這時候,白馬張天嘯的腦袋裡一片空白,往事一幕幕閃現在眼前。這個張老堡主年輕的時候和一個賣藝女子相愛,偷嘗禁果珠胎暗結,卻又和彩鳳庄的小姐成婚,使得一堡一庄聲望如日中天。賣藝女子生下張天嘯后難產死去,張天嘯被一高人撿去撫養成人並教會一身武功。等到他藝成下山,來到飛龍堡認祖歸宗。
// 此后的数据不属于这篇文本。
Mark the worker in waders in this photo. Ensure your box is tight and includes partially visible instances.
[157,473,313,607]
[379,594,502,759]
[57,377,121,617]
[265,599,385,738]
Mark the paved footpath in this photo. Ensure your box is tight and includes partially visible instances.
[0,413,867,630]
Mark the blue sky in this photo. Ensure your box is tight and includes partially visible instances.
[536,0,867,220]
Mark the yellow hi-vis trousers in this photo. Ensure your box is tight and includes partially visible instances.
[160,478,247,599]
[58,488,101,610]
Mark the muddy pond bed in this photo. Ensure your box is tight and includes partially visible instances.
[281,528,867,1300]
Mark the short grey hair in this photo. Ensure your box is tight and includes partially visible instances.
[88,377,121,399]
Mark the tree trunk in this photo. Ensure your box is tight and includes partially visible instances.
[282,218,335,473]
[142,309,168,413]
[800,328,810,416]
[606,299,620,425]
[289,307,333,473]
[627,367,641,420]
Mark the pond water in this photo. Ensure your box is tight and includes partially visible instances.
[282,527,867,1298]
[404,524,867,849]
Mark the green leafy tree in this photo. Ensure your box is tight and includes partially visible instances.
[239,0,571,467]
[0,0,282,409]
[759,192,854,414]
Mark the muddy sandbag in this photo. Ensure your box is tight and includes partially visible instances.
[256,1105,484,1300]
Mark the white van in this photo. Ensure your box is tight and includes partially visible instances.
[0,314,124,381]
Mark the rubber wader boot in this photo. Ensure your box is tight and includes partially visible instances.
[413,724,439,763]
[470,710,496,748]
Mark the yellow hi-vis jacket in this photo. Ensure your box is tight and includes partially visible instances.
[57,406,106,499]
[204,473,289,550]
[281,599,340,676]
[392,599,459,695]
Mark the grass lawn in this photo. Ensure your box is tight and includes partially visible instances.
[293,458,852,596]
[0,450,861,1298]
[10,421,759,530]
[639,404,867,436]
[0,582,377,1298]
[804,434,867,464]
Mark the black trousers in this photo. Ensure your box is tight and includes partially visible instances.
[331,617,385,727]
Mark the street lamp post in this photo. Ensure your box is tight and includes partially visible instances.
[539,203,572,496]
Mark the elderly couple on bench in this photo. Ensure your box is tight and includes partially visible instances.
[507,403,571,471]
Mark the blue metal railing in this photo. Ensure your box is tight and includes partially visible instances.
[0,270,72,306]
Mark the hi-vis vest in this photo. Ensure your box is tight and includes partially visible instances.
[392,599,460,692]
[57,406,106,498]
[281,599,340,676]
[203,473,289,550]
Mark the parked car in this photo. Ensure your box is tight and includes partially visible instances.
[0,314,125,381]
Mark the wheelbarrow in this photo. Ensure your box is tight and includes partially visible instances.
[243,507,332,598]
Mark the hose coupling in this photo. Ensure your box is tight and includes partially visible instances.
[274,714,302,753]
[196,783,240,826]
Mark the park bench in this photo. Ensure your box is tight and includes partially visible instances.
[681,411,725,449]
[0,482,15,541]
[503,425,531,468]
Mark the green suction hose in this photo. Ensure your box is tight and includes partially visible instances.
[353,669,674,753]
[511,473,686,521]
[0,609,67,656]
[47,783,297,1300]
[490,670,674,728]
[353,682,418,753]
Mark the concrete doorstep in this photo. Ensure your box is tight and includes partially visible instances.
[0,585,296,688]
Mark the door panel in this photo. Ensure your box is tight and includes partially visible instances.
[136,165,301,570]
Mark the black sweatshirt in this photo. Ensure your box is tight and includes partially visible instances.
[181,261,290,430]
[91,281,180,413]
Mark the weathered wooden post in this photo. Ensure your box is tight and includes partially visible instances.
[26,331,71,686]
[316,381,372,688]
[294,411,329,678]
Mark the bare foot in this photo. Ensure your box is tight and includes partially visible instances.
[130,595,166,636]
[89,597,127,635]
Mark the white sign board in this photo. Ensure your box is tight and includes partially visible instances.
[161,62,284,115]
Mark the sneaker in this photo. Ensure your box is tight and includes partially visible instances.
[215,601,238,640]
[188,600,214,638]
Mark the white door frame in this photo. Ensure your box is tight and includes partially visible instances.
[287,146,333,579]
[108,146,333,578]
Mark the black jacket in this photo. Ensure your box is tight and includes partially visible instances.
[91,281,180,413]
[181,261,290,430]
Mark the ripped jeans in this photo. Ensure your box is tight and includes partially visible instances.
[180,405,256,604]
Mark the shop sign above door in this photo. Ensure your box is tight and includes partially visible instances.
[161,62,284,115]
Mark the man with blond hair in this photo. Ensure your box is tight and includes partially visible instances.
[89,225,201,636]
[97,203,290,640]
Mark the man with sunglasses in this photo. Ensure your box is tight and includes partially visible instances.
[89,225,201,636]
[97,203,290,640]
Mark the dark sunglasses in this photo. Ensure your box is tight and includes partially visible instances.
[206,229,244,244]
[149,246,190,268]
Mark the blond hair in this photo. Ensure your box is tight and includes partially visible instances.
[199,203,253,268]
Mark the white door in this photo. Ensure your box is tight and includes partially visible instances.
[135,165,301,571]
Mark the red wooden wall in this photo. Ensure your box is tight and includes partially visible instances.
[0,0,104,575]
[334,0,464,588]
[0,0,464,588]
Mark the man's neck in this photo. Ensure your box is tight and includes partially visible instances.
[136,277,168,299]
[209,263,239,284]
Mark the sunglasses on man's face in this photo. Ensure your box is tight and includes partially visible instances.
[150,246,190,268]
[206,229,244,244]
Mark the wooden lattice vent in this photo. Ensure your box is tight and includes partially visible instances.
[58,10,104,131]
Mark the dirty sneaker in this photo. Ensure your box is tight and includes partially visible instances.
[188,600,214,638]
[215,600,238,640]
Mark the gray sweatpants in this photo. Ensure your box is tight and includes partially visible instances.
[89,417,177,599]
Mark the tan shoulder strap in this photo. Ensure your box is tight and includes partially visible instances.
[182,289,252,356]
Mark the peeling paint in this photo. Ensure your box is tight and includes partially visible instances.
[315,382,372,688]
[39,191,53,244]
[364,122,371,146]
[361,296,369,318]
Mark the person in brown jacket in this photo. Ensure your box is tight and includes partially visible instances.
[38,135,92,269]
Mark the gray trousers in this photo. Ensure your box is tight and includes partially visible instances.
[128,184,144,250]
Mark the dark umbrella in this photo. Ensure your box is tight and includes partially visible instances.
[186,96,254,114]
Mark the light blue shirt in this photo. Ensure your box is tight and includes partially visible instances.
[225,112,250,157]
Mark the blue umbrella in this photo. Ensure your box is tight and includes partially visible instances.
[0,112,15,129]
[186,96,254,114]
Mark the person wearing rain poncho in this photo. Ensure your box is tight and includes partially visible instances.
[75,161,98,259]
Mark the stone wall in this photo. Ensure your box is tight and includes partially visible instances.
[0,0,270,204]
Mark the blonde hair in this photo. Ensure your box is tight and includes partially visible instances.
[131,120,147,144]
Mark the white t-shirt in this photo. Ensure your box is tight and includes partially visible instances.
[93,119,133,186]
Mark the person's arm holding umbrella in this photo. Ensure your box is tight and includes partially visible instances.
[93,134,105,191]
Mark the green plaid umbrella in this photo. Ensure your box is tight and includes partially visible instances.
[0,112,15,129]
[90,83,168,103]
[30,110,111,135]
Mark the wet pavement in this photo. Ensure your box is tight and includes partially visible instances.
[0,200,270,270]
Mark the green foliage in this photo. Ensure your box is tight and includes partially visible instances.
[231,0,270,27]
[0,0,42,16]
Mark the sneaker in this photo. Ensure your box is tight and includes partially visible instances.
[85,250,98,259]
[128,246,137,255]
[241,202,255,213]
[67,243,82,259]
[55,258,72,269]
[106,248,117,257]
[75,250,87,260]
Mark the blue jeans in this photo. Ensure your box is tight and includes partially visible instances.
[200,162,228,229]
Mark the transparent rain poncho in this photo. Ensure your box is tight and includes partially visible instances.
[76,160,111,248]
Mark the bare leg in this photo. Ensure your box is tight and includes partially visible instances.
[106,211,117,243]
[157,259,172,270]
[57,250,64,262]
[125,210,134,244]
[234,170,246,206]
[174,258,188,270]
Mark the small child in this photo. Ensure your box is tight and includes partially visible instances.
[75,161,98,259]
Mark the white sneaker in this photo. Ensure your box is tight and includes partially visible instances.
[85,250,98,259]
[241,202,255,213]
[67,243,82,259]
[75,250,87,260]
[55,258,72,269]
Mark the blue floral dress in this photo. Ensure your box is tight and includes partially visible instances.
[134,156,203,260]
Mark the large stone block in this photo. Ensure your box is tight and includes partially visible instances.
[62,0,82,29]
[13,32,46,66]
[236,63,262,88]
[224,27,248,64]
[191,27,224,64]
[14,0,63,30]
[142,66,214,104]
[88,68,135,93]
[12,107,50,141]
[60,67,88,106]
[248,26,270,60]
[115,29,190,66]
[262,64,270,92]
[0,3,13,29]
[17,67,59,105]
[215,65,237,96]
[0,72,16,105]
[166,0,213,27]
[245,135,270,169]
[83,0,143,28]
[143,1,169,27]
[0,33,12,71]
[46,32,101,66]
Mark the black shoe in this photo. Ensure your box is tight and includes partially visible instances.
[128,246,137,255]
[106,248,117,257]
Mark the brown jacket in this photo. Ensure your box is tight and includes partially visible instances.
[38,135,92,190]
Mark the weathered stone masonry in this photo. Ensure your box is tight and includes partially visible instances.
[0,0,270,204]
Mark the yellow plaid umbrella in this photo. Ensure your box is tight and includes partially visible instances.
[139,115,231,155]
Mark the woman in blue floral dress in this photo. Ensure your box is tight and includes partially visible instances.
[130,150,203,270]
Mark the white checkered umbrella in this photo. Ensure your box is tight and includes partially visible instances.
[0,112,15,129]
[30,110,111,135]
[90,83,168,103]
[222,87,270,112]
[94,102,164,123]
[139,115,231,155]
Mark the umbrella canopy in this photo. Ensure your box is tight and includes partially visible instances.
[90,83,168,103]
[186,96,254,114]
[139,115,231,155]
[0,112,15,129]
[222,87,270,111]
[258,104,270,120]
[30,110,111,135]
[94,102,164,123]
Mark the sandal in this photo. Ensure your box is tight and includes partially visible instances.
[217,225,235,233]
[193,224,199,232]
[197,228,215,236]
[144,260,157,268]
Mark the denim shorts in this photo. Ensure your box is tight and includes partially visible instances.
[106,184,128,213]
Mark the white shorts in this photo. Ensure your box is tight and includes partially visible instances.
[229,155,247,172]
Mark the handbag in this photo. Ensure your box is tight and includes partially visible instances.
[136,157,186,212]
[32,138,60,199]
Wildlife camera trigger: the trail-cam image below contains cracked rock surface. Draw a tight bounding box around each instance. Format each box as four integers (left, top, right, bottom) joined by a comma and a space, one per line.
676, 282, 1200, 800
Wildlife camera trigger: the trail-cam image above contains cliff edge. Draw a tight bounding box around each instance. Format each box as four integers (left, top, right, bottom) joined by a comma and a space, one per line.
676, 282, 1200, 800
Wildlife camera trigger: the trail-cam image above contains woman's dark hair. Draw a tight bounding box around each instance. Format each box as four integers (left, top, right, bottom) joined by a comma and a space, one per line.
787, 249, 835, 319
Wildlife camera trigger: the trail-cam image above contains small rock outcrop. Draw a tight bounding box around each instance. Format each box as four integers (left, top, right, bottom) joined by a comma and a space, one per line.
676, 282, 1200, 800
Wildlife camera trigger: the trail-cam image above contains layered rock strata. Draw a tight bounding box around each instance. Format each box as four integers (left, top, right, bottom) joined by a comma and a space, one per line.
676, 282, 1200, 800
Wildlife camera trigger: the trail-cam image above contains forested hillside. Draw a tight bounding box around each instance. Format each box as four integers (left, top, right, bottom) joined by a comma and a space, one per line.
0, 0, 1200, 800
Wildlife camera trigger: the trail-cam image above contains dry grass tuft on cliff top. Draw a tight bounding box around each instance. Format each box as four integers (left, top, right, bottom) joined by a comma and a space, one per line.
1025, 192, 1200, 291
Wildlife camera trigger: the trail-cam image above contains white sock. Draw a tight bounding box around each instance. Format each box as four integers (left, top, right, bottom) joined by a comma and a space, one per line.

張老堡主欣喜若狂,不久就委以重任,才有了這一系列的挑戰各地武林世家的事件。張天嘯挑戰在前,少堡主悄悄派人盜寶在後。計劃的版本是,以挑戰飛龍堡為最後一戰,少堡主用“問心無愧”假意殺死張天嘯,從而達到提升飛龍堡威望的目的。
在江邊的時候,司徒破給張天嘯說出了自己偵查的結果,說張堡主父子倆並無真心認他,只是利用他而已,上次少堡主發射的那枚鐵蒺藜就是趁亂攻擊張天嘯的。他叫張天嘯提防有詐,然後假意被炸死,就是為了讓飛龍堡父子不改變計劃,從而最終暴露出來。張天嘯將信將疑,但還是在心臟正中位置佩戴了一塊護心鏡。剛才少堡主那招“問心無愧”如果沒有偏差,就會刺在心臟旁邊不會傷了張天嘯的性命。但少堡主果然是殺人滅口,直刺張天嘯心臟,卻死在了自己的劍尖之下。
老堡主長嘆一聲,說:“沒想到,聲明赫赫的飛龍堡,今日會斷送在我的手裡!”伸指一彈,門楣上的“飛龍堡”匾額掉了下來,摔成了幾塊。老堡主幾口鮮血噴出去,癱倒在輪椅上。
張天嘯看着這無情無義的飛龍堡,長嘯一聲,躍上馬背揚長而去。幾年以後,在名捕司徒破的身邊跟隨着一個少年捕頭,胯下白馬掌中快劍,好像就是白馬張天嘯。